What was the biggest obstacle you overcame to reach the NBA?
Steve Nash:
I am not really sure what my biggest obstacle was. I guess just the numbers. You have to separate yourself from thousands and thousands of people throughout the world playing basketball. I guess I did it by working harder than other people and believing in myself.

Finish this sentence: "Growing up, the basketball court was my..."
SN:
It was my outlet, to challenge myself and to be creative.

To what lengths would you go for a chance to play basketball, even if it were to just to shoot around?
SN:
I don't know what kind of lengths, but I definitely would find a way to shoot everyday. No matter what I would find a way. I don't know to what lengths I would go to.

Who was your basketball hero and why?
SN:
My heroes were Isiah Thomas, Michael Jordan, Magic Johnson. I think they were just so competitive and creative. Especially Isiah, he was somebody that wasn't very tall. He had played the game mostly on the floor and it made me feel that I could find a way to do the same.

What is your favorite childhood basketball memory?
SN:
All my favorite memories as a kid playing basketball were just playing with my friends, playing one-on-one, two-on-two, three-on-three with my school friends that were on my team. They were my best friends. We played everyday. Those are my favorite memories.

Best piece of basketball advice you received was...
SN:
One very valuable piece of advice an ex National Team player in Canada, who was a last cut on a couple NBA teams, told me when I was going into 12th grade that I should decide and make it a goal that I want to play in the NBA. Decide that day and it make it a goal that I am going to play in the NBA. I think me deciding instead of just going to college and seeing if I could make it, deciding that day that I was going to college and then making the NBA, I think it helped manifest those thoughts.

What advice would you give to someone who aspires to play in the NBA?
SN:
I think you have to work extremely hard.
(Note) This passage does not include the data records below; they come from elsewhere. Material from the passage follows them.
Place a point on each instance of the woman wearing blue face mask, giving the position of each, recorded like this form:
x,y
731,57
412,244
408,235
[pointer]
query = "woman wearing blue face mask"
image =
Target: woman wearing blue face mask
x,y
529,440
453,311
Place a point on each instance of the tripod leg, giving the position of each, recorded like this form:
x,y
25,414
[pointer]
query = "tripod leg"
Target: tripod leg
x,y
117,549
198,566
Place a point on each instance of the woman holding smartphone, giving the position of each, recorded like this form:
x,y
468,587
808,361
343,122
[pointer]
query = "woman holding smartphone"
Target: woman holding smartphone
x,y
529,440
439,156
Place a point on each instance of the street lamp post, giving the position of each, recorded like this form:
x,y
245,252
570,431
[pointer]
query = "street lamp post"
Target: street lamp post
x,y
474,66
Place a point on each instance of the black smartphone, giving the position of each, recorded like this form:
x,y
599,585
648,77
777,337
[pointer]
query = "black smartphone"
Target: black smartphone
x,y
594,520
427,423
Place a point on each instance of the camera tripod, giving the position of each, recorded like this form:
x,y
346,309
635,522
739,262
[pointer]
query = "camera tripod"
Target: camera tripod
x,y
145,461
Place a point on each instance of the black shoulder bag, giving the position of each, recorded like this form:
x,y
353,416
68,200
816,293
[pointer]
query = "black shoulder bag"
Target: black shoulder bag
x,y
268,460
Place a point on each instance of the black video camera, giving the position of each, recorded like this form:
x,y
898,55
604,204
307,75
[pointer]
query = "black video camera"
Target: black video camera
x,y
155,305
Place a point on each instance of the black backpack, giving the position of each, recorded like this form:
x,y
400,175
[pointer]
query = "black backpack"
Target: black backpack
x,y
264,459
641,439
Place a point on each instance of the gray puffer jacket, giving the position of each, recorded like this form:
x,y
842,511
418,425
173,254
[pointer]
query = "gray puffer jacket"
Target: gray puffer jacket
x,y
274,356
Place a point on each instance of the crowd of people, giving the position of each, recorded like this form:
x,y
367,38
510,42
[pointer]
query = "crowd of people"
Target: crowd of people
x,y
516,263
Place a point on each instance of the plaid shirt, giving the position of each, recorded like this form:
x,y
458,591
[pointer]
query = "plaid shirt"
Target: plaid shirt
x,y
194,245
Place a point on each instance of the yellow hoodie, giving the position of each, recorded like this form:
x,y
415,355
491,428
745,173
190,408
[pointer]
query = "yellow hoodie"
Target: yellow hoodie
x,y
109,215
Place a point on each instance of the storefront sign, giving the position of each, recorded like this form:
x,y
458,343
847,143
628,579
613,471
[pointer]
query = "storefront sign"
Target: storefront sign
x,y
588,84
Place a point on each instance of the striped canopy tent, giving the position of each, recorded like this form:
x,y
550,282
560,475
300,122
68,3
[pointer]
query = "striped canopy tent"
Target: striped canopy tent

You have to be creative and you have to make it fun. You have to be creative enough to expand your game. But you also have to be creative enough to find new ways to inspire yourself and make it enjoyable so you do want to get out there everyday and work hard and find a way to do more and more and more. And continue to push the envelope with how hard you work and how you can separate yourself from all the other players.

How old were you when you received your first basketball and what did it feel like to have your very own?
SN:
I started playing basketball when I was 12 or 13. So I must have been 13 when I got my first ball. It felt good. It felt like a new friend.

When did you realize you had serious game?
SN:
I was pretty good right away because when you are 12 or 13 it is more about what other sports you've played. If you are good at other sports you can translate it easily to any sport at that age. I realized when I was about 13 or 14 that I had a chance to be a really good player.

Did it ever strike you in the middle of a game in front of a packed house, "Man, I can't believe I'm here... "
SN:
Not so much now in the games, but every once in a while, more and more rarely, but every once in while, I will realize how far I have come and that will be enough to shake my head at what is my reality now-a-days, as opposed to dreaming of this reality as a kid and it seeming so far away.

How proud is your family that you made it to the NBA?
SN:
I think they are really proud. I think they realize how hard I worked. They saw me going out there and shooting all hours of the days and night, shooting in the rain, dribbling in the garage. They realize how much time I put into it. I think that they are proud not so much that I made it but more because they know it took a lot of hard work.

"You have to be creative and you have to make it fun."
"You have to be creative and you have to make it fun."